Nous gagnerons beaucoup, en effet, à nous éloigner de ce faux élitisme. Je n'y perçois qu'une forme exacerbée de la haine fratricide qui nous a tant fait mal dans le passé et qui revient, hélas, en courant non seulement à l'échelle du pays mais aussi à celle du monde. La guerre menée contre les États-nation a pour corollaire le réveil du communautarisme. En jouant sur la spécificité de chacun on ne fait que souffler sur la braise d'un feu incandescent prêt à repartir ; celui des appartenances tribales, expression d'un déclin sans lendemain. Regardez-en les ravages dans la Libye voisine.
« Il n'y a rien qui soit d'un seul bloc de ce monde, tout y est mosaïque » rappelle Balzac ; certes. Mais, la Tunisianité, c'est précisément cette mosaïque qui se tient, enchâssée qu'elle est dans un TOUT indivisible.
Pour ma part, aspirant à une forme d'unité, il m'est tout à fait impossible de renoncer à la totalité des valeurs nationales ' comme il m'est impossible aussi d'opposer radicalement le "Ka3k Ellouz Sfaxien" au "Makroud Kairouanais" pour complaire à ma nature gourmande.

TeTeM
| 13-12-2017 15:01
En ce qui concerne, la fameuse statue je n'ai pas d'avis particulier. Bourguiba a une place à part et avoir sa statue à Sfax ne me choque pas. Après, on est pas non plus obligé d'avoir une statue du Zaim dans toutes les villes de Tunisie...

Maintenant quand on connait l'état des infrastructures, on peut tout de même se demander si cet argent n'aurait pas été mieux employé ailleurs....

@Sfaxi
| 13-12-2017 15:00
Sfax doit d'abord diminuer les religieux politiques qui harcèlent la région et veulent mettre la main partout pour le compte de certains Partis fanatiques financés par certains Pays du Golfe ensuite se débarrasser de la SIAPE et faire revenir ses cerveaux pour remettre tout sur pied.Pour ce qui concerne Bourguiba, je suis bien d'accord avec Zohra que je remercie d'ailleurs.

TeTeM
| 13-12-2017 14:59
Sfax, la ville de l'incivisme

Ceux qui ont déjà conduit à Sfax le savent. Si le civisme et la Tunisie font deux, il ne fait nul doute que Sfax est LA capitale tunisienne (et mondiale?) de l'incivisme. Chacun veut être le premier, tout le monde veut avoir mieux que son voisin...

Il n'y a pas de conscience collective et donc pas de projet collectif. La fameuse main invisible dont parle Adam Smith n'existe pas à Sfax.

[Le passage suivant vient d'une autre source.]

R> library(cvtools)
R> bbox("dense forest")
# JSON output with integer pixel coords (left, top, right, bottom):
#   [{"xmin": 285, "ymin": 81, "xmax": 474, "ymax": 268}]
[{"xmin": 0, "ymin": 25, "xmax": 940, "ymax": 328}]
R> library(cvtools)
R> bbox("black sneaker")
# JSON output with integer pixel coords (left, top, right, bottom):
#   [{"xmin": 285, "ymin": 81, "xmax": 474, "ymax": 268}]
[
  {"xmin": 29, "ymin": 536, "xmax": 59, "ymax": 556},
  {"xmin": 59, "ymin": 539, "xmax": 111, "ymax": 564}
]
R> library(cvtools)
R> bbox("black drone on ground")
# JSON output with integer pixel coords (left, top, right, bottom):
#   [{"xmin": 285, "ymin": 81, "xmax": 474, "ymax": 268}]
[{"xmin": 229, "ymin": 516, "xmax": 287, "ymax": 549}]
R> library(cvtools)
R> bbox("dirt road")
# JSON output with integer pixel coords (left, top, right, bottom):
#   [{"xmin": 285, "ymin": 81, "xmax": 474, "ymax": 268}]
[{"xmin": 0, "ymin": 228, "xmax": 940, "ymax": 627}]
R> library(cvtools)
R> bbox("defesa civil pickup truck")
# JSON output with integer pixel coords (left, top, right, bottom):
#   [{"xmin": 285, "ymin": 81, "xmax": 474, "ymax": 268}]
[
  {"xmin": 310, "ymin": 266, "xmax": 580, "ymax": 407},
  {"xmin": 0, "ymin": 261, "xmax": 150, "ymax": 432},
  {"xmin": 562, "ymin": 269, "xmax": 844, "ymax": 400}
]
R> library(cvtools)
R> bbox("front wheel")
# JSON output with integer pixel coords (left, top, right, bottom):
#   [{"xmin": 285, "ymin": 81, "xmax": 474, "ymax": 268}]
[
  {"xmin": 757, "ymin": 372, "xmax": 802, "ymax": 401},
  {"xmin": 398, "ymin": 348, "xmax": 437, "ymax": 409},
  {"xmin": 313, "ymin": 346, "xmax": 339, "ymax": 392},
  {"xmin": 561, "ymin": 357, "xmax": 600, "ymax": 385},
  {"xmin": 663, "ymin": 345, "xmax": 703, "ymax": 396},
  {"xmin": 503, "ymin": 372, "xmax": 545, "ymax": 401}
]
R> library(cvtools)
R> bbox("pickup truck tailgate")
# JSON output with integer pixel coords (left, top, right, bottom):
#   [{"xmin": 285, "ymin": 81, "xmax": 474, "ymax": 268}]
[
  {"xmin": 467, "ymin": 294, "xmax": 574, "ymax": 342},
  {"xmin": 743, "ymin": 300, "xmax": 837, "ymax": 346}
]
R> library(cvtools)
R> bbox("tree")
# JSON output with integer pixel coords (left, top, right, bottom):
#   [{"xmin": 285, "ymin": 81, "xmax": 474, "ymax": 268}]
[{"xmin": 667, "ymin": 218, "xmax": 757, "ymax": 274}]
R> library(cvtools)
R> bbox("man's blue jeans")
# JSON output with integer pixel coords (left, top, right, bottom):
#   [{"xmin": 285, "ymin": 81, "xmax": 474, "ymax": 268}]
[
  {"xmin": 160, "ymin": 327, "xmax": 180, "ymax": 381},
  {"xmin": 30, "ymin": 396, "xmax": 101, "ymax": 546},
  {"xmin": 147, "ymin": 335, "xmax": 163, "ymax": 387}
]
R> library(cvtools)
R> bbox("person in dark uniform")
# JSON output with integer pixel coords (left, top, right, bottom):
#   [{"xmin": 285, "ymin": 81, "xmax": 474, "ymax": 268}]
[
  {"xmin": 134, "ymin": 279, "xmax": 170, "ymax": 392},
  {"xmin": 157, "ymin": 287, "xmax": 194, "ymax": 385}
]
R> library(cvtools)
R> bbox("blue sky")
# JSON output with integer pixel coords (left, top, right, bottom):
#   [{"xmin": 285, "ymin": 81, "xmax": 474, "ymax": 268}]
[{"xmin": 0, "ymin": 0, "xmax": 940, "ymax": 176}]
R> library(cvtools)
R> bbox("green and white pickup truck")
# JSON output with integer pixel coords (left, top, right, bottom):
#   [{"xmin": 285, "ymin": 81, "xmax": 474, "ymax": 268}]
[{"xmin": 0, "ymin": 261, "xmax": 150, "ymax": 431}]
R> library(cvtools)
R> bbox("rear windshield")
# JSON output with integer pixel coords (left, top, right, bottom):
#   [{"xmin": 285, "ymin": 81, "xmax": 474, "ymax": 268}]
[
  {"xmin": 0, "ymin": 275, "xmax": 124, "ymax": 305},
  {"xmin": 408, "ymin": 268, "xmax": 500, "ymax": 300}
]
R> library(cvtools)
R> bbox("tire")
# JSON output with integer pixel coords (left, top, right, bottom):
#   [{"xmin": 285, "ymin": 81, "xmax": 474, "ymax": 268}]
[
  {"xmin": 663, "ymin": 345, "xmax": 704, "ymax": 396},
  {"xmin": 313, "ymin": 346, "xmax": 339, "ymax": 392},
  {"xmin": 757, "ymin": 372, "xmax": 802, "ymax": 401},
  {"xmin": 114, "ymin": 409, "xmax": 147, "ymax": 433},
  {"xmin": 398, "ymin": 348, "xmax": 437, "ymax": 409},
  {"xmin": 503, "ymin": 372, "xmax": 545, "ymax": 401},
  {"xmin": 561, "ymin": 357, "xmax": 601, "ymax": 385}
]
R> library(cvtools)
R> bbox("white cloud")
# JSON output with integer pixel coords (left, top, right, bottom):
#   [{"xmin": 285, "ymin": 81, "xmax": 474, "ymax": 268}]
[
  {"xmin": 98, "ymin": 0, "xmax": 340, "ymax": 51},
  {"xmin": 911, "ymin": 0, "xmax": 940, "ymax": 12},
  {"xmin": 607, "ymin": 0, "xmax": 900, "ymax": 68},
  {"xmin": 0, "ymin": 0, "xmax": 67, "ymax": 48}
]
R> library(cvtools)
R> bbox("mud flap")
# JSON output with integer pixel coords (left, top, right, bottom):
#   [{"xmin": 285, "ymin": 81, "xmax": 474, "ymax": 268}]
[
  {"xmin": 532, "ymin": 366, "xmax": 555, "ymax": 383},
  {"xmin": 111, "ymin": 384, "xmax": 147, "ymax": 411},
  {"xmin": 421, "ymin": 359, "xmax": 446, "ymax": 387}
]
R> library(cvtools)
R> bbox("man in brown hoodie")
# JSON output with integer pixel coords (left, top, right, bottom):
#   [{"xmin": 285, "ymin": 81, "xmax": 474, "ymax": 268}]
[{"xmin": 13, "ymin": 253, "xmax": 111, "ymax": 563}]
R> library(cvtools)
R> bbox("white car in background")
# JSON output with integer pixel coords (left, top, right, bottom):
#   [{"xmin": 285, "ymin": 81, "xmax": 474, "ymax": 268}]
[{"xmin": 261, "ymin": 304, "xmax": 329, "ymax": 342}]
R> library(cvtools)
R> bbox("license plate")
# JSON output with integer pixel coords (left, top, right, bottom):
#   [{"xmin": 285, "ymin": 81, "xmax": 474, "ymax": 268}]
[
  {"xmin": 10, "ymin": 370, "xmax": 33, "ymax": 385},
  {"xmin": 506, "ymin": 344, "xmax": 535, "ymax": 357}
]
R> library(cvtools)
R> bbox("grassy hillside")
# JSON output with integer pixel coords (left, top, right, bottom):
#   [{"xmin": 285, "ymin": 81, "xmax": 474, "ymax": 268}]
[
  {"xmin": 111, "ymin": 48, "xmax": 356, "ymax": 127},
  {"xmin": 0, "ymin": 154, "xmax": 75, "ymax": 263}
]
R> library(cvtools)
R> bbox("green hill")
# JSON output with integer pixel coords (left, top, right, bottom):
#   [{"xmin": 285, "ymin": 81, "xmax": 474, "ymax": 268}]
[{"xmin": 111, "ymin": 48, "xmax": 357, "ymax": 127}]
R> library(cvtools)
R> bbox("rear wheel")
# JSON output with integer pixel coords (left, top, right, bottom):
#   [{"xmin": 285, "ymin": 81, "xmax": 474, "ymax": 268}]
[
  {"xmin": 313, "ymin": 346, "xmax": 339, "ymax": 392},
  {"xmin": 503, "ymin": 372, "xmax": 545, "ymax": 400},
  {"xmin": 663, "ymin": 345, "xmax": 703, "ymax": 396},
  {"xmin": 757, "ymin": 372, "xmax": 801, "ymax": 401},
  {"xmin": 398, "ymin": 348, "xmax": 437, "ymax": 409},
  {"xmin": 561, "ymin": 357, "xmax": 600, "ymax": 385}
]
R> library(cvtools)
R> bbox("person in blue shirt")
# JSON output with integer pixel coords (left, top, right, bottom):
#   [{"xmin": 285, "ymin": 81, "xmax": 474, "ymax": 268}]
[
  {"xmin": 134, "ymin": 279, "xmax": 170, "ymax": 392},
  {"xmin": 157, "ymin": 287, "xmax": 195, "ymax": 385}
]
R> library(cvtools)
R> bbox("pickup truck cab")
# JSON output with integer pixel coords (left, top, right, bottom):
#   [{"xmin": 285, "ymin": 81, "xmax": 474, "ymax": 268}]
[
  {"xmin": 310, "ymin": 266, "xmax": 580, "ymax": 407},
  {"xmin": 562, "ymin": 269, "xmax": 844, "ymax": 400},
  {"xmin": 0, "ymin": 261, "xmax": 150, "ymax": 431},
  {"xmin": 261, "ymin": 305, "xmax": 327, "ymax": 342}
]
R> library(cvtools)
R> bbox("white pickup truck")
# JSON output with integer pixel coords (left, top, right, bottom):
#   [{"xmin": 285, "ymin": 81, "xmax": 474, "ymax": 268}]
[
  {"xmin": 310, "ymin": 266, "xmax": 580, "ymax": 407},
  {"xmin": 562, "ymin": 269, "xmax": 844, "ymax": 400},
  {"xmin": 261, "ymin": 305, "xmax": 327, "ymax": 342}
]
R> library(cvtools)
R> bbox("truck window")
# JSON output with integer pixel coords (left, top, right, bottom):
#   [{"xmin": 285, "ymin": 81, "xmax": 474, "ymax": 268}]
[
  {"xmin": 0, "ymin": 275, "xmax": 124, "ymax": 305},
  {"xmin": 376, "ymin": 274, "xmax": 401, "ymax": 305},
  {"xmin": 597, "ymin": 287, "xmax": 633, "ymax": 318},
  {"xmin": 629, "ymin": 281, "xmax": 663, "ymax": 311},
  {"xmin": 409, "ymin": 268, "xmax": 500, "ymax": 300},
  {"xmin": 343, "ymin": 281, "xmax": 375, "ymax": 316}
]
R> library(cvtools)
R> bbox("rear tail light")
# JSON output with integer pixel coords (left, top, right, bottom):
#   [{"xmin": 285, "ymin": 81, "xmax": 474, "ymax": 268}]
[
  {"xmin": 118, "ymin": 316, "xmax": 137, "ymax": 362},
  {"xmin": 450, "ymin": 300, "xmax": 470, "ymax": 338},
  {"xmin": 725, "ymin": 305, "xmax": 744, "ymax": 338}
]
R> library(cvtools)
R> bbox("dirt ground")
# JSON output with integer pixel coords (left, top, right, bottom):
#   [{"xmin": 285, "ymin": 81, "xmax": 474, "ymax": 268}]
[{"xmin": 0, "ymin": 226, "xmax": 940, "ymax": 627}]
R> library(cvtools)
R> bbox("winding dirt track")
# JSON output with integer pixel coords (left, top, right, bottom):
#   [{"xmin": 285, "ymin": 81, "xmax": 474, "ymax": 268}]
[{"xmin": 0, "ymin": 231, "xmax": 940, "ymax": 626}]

Il est vrai que beaucoup de Sfaxien ont déserté la ville pour recherche une terre plus favorable au développement de leur activité. On peut le leur reprocher mais ça serait une erreur. Car s'ils ont délaissé leur ville, ils ont à l'inverse 'uvré pour le bien de la Nation. Pour la Tunisie, il vaut mieux avoir un Sfaxien qui produit 200 à Tunis qu'un Sfaxien qui produit 150 à Sfax. Et le bien de la Tunisie passe avant celui d'une ville ou d'une région ;). Le soucis n'est pas de déserter Sfax mais de ne peux pouvoir y développer la même activité à investissement égal ;).

Sfax au carrefour des influences.

L'autoproclamée capitale du Sud est dans une sorte de paradoxe qui fait qu'aujourd'hui la ville se cherche un peu. Entre le modernisme du Nord et le traditionalisme, soupoudré d'une couche de néoislamisme venu du Sud. Le flux migratoire est aussi à prendre en compte. Sfax est un melting pot du Sud. Beaucoup de personnes originaire de Sidi Bouzid et autres villes du Sud viennent s'établir à Sfax. Le flux migratoire de la ville n'est pas négatif, il est au contraire positif ;). Ceci pose d'ailleurs un soucis d'urbanisation anarchique. Exit les belles villas Sfaxiennes, places aux immeubles qui poussent partout et n'importe où. Là encore, les autorités compétentes laissent faire au lieu de réguler tout ça. Bref, avec ce flux migratoire, il ne faut pas s'etonner que Sfax soit assez "islamisé" sachant que d'une manière générale, les Sfaxiens étaient déjà réputé être plus traditionaliste.

Quand j'étais plus jeune, je disais que Sfax était un village géant (tous le monde se connait, tout le monde médit sur tout le monde, etc...).

Je pourrais encore dire beaucoup de chose sur Sfax afin d'expliquer le paradoxe Sfaxien mais cela prendrait beaucoup, beaucoup de temps...

TeTeM
| 13-12-2017 14:59
Bien que vivant à Paris, je suis d'origine Sfaxienne et j'y passe donc mes vacances estivales. Ceci me permet d'avoir un regard externe sur cette ville et son évolution. Je ne partage pas tout à fait les analyses présentés dans cette article qui manque, à mon avis, un peu de profondeur !

Sfax la mal-aimé de la Tunisie.

Sans vouloir tenir un discours régionaliste, il est évident que Sfax est un paradoxe. La capitale du Sud est aussi le 2ème ou 3ème plus gros Port commercial du pays, le poumon industriel de notre pays et sa mégalopole est la 2ème de notre nation, loin derrière Tunis mais un chouia devant Sousse!

Pour autant, les infrastructures ne sont pas dignes du statut de cette ville. Je ne parle pas de l'aéroport dont l'activité est faible notamment en raison de l'absence d'activité touristique à Sfax (mais on ne peut pas faire de tourisme dans toute la Tunisie en même temps). Par contre l'état du réseau routier, la nullité des transports en commun, les pannes fréquentes de courant et la qualité de l'eau proposé par la SONEDE sont tout simplement indigne d'une ville de cette envergure.

Ceci est le fruit de décision passée, certes mais la révolution n'a pas apporté d'investissement nouveau permettant de remettre à niveau ces équipements. Pire les choses se dégradent !

Quant au projet Taparura qui avance à la vitesse d'une limace, rappelons tout de même qu'il avait été acté sous ZABA... Je ne suis pas un fan de l'ancien dictateur mais j'aime rendre à César ce qui lui appartient !

Enfin, si l'Etat est coupable, il ne faut pas minorer la responsabilité de la municipalité qui est aux abonnées absentes. En ce sens, j'attends avec un impatience de voir si les municipales vont permettre de faire bouger Sfax ou si ça va la faire sombrer dans un naufrage (cas d'une victoire de la colombe bleu).